The non-edible industrial sugar, also known as isobutanol, butanediol and ethanol, is high in demand, especially for use in industries such as oleochemicals, paints and chemicals.
Yusoff said that once the intellectual property right was obtained, MYBiomass would proceed with the designing of the plant by the end of this year.
“This will be the world's first bio-refinery facility producing industrial sugar from oil palm-based biomass,” he added.
To date, Thailand has successfully used tapioca to convert into sugar while Brazil is using corn in the production of ethanol.
Given the highly capital-intensive nature of the proposed venture, Yusoff said MIGHT had collaborated with plantation giants Felda Global Ventures Holdings Bhd (FGVH) and Sime Darby Bhd in its maiden project.
Both FGVH and Sime Darby are taking up 40% stake each in MYBiomass, with MIGHT holding 20%.
“Apart from the convenience of providing ample oil palm biomass feedstock easily obtained from their vast plantations, both FGVH and Sime Darby have the financial strength and strong research and development background to ensure smooth operation of the proposed venture,” he added.
Yusoff said MYBiomass was targeting for the bio-refinery plant to commence production by early 2014.
Its production capacity is pegged at 1.2 million tonnes of biomass or 320,000 tonnes of dry biomass to produce 60,000 tonnes of isobutanol annually.
Going forward, he said MYBiomass would consider venturing into other biochemicals-related products utilising oil palm biomass initially and later graduating to other biomass sources like timber waste and solid waste.
“Once the proposed bio-refinery plant is proven to be a success, we hope it will become the catalyst to draw more international companies to come here to invest or form joint ventures with local companies to produce high-value biochemicals building blocks using biomass sourced locally,” said Yusoff.
Interestingly, he pointed out that the currently idle biodiesel plants in Malaysia, which had failed to take off for the past five years, could also be converted into biochemical plants.
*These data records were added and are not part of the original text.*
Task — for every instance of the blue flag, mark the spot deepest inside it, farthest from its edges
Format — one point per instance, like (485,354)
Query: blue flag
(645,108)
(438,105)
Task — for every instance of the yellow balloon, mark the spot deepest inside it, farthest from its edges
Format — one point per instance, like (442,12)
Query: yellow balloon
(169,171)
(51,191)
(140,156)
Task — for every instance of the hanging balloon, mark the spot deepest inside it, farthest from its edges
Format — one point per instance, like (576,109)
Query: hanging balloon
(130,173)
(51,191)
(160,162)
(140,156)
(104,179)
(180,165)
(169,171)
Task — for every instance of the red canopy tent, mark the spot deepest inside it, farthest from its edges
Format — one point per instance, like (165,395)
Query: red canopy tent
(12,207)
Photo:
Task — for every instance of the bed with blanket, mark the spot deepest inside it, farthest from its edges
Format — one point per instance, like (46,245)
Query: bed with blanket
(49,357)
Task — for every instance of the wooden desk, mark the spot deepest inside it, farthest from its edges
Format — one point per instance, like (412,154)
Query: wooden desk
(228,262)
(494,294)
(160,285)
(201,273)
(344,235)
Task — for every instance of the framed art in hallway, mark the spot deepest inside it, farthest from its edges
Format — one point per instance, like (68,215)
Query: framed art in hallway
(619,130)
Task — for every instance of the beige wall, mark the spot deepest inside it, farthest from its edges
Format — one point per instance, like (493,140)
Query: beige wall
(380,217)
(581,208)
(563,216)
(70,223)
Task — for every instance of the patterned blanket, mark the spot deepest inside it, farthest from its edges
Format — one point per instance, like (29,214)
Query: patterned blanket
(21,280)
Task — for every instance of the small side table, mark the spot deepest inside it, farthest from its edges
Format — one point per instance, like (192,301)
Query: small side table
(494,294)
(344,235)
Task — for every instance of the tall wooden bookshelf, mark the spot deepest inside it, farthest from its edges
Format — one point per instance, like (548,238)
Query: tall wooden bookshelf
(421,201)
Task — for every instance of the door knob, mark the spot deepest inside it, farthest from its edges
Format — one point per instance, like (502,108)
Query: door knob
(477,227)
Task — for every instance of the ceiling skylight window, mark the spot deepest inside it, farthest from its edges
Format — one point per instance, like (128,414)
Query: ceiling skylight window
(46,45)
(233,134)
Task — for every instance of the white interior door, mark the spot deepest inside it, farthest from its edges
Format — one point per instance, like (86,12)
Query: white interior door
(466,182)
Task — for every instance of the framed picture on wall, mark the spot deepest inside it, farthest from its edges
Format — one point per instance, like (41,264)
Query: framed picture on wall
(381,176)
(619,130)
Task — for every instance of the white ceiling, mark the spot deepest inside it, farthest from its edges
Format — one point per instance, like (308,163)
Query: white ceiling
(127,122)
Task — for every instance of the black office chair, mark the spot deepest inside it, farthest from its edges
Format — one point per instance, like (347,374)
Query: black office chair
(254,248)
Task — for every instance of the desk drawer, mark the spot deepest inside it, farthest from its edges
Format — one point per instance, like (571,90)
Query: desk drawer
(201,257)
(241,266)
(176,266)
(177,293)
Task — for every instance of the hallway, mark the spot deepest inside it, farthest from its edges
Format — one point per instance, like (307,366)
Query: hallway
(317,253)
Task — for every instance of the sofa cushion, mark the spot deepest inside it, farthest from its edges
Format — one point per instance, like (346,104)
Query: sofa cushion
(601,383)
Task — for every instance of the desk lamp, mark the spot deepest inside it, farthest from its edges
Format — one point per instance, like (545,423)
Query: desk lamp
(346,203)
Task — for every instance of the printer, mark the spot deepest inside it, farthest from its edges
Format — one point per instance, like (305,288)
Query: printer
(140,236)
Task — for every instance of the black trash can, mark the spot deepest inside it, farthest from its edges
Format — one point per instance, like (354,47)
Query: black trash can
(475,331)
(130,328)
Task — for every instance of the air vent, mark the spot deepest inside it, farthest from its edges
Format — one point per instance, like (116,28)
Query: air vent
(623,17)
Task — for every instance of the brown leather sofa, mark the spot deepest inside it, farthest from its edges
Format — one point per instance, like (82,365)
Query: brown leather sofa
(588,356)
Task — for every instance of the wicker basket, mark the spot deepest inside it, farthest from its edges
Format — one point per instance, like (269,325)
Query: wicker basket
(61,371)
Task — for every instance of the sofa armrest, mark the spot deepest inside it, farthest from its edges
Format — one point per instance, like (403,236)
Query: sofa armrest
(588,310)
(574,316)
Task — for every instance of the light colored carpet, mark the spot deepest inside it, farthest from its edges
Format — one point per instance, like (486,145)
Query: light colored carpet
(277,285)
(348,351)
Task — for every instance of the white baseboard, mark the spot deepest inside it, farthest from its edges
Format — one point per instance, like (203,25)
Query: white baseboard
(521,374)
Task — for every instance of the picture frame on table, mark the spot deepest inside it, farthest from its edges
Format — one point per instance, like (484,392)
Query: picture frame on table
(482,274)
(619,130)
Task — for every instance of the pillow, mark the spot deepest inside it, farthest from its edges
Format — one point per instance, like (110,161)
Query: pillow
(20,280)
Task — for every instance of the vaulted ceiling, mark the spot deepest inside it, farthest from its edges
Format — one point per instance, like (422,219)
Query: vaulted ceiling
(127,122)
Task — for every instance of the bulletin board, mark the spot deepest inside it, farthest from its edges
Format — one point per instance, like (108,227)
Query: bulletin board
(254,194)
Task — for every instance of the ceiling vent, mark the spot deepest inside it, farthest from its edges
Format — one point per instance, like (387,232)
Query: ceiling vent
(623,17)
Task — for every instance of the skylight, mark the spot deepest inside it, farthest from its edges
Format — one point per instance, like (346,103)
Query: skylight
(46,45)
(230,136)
“All it takes is to undergo 40% conversion in the existing biodiesel plants to transform them into biochemical plants,” he said.
There are now over 20 biodiesel plants in Malaysia with an installed production capacity of 2.6 million tonnes annually.
However, production to-date is stagnant, with very few players in operation. It has become unviable to produce palm-based biodiesel due to the high cost of operation, especially with the main feedstock crude palm oil still trading above RM2,000 per tonne.
Rather than staying in an unproductive situation, Yusoff said biodiesel industry players in Malaysia could now venture into biochemicals as their new lease of life.